This Example doesn't actually run the Hydruino controller in full, but a code stripped version of it that easily compiles with all extra data built-in. The compiled binary in this Example will include all exportable data stored as compact JSON string text, and typically easily fits in under 256kB compilation size.
This data can further be exported into smaller binary chunks with native endianness for EEPROM storage, or into expanded pretty print JSON text files for SD card storage. You can also further customize default and/or extend library data (such as adding custom crops) that will be included in data export.
Inside of the Data Writer's setup()
function:
// Just a lone initializer is all that's needed since we won't actually be using the full controller.
hydroController.init();
// Right here would be the place to program in any custom crop data that you want made available for later.
//HydroCropsLibData customCrop1(Hydro_CropType_CustomCrop1);
//strncpy(customCrop1.cropName, "Custom name", HYDRO_NAME_MAXSIZE);
//hydroCropsLib.setUserCropData(&customCrop1);
If you are planning to utilize an external EEPROM storage device and have made any custom data modifications, you will have to update your system's sketch to include the proper offsets that the output of the Data Writer sketch produces. These defines can be copied over and overwrite the existing ones in the main system examples.
In serial monitor (near end):
…
2022-08-07T04:24:27 [INFO] Writing String: #365 "W"
2022-08-07T04:24:27 [INFO] ... to byte offset: 11854 (0x2e4e)
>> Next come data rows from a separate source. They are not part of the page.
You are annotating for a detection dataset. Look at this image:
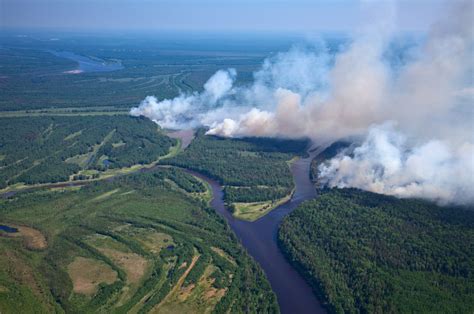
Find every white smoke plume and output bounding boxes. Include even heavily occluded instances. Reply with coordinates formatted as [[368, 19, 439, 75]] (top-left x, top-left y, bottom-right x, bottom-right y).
[[132, 0, 474, 204], [130, 69, 237, 129]]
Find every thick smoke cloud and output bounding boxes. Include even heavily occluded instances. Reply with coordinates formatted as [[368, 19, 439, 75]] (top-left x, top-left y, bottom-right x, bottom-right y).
[[132, 0, 474, 204]]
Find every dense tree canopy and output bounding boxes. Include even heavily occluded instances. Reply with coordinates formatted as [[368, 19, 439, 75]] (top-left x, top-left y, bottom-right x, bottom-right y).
[[278, 189, 474, 313]]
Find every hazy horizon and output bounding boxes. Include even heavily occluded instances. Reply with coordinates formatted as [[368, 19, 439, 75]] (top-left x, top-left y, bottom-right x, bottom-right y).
[[0, 0, 446, 35]]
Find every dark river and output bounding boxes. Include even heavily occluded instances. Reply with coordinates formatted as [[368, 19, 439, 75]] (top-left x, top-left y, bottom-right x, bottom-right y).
[[188, 147, 325, 314]]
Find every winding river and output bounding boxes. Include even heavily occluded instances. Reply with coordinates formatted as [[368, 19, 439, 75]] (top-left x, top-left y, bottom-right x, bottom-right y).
[[188, 150, 325, 314]]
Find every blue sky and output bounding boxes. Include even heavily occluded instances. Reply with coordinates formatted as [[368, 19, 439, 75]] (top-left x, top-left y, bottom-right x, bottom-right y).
[[0, 0, 444, 33]]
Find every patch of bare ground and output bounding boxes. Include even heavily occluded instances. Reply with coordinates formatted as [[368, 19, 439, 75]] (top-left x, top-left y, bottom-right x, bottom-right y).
[[99, 248, 149, 284], [139, 232, 174, 254], [1, 224, 48, 250], [151, 255, 200, 313], [67, 257, 117, 296]]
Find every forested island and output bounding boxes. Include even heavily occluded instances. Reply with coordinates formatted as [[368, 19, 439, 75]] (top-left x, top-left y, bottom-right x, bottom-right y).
[[278, 189, 474, 313]]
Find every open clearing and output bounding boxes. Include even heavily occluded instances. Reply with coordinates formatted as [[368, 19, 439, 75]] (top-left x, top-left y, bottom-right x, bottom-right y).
[[232, 194, 291, 221], [68, 257, 117, 295]]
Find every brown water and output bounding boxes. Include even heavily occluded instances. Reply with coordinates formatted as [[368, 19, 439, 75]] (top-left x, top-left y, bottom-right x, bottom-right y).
[[187, 151, 325, 313]]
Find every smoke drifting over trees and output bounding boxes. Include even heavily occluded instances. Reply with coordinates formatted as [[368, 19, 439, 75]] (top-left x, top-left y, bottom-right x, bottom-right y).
[[131, 1, 474, 204]]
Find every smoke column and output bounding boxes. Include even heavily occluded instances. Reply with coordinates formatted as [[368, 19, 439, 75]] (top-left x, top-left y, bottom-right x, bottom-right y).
[[131, 0, 474, 204]]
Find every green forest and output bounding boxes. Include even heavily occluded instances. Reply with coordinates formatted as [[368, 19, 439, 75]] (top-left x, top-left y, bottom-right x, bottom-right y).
[[0, 168, 278, 313], [278, 189, 474, 313], [162, 130, 308, 203], [0, 115, 177, 188]]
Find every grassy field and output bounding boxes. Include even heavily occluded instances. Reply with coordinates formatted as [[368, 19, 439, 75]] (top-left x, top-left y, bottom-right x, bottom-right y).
[[278, 189, 474, 313], [162, 130, 308, 221], [0, 115, 179, 189], [0, 168, 278, 313], [0, 34, 275, 111]]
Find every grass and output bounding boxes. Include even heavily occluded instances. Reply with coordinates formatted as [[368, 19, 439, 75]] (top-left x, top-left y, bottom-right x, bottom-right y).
[[68, 257, 117, 296], [232, 194, 292, 221], [0, 133, 181, 199]]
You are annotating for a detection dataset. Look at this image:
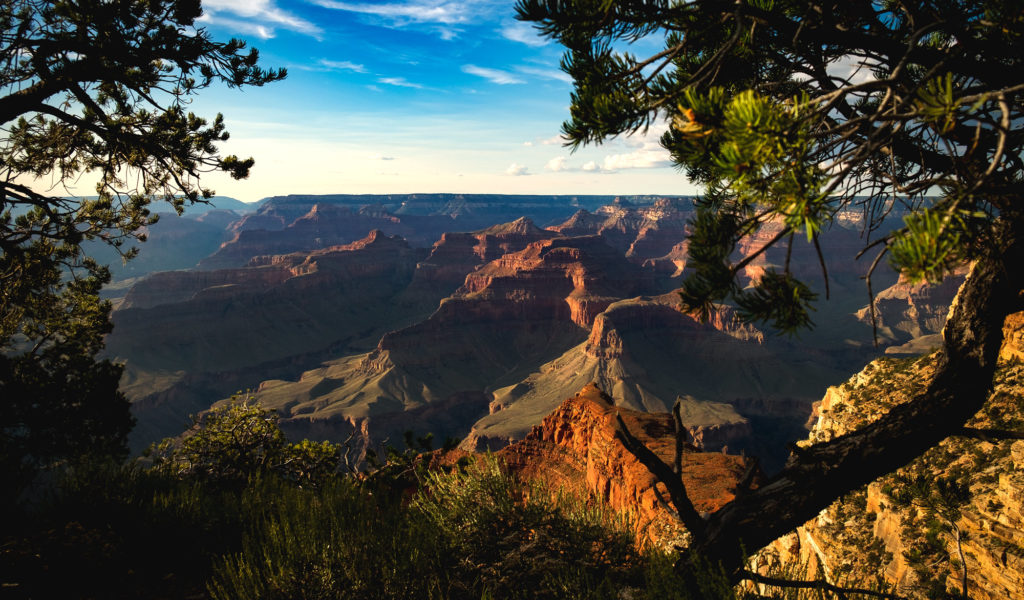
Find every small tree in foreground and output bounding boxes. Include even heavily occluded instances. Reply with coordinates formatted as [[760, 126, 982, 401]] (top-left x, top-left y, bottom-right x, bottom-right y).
[[517, 0, 1024, 577], [0, 0, 285, 485]]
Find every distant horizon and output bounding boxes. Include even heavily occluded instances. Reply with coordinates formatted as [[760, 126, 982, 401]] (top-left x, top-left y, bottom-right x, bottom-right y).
[[24, 0, 695, 204]]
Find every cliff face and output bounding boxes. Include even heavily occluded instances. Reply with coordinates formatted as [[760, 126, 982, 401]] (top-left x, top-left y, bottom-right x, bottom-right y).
[[548, 199, 693, 262], [501, 384, 748, 543], [105, 232, 438, 446], [857, 269, 967, 343], [761, 313, 1024, 600], [199, 204, 453, 269], [456, 235, 652, 327], [415, 217, 558, 291]]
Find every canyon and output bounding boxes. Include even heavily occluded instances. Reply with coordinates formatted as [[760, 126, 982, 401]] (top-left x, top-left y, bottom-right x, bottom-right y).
[[106, 195, 942, 469]]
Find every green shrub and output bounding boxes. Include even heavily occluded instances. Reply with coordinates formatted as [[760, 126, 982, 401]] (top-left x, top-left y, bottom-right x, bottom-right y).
[[147, 396, 341, 485], [208, 479, 443, 600], [412, 457, 640, 598]]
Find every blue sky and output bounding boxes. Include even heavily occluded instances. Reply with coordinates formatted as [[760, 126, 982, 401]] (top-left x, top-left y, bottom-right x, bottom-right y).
[[180, 0, 693, 201]]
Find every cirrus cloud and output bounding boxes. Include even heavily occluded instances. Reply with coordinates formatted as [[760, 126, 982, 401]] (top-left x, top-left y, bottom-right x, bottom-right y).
[[505, 163, 529, 176], [199, 0, 324, 40], [462, 65, 526, 85]]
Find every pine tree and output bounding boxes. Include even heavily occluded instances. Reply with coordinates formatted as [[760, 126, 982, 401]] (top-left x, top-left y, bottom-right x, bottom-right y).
[[0, 0, 286, 492], [517, 0, 1024, 576]]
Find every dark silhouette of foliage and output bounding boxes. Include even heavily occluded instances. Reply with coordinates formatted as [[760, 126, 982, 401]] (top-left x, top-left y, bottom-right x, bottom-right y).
[[0, 0, 285, 492], [517, 0, 1024, 580]]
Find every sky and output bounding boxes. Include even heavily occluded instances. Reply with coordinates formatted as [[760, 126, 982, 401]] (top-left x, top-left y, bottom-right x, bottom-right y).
[[178, 0, 695, 202]]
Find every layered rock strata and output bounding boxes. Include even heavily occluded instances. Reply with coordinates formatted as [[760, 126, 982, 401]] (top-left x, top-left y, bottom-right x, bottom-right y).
[[501, 384, 749, 545], [760, 313, 1024, 600]]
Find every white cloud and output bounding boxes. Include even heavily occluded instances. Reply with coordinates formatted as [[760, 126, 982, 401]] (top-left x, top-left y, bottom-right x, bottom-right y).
[[544, 157, 569, 173], [318, 58, 367, 73], [194, 0, 315, 40], [505, 163, 529, 176], [515, 67, 572, 83], [498, 20, 548, 48], [601, 142, 672, 171], [462, 65, 526, 85], [313, 0, 479, 27], [377, 77, 423, 89], [827, 56, 877, 85]]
2022-08-07T04:24:27 [INFO] Wrote: 2 bytes
2022-08-07T04:24:27 [INFO] Successfully wrote: 4908 bytes
2022-08-07T04:24:27 [INFO] Total EEPROM usage: 11856 bytes
2022-08-07T04:24:27 [INFO] EEPROM capacity used: 36.18% of 32768 bytes
2022-08-07T04:24:27 [INFO] Use the following EEPROM setup defines in your sketch:
#define SETUP_EEPROM_SYSDATA_ADDR 0x3333
#define SETUP_EEPROM_CROPSLIB_ADDR 0x0000
#define SETUP_EEPROM_STRINGS_ADDR 0x1111
#define SETUP_EEPROM_UIDSTRS_ADDR 0x2222
2022-08-07T04:24:27 [INFO] Done!
Note: Again, you can get logging output sent to the Serial device by defining HYDRO_ENABLE_DEBUG_OUTPUT
, described above in Header Defines.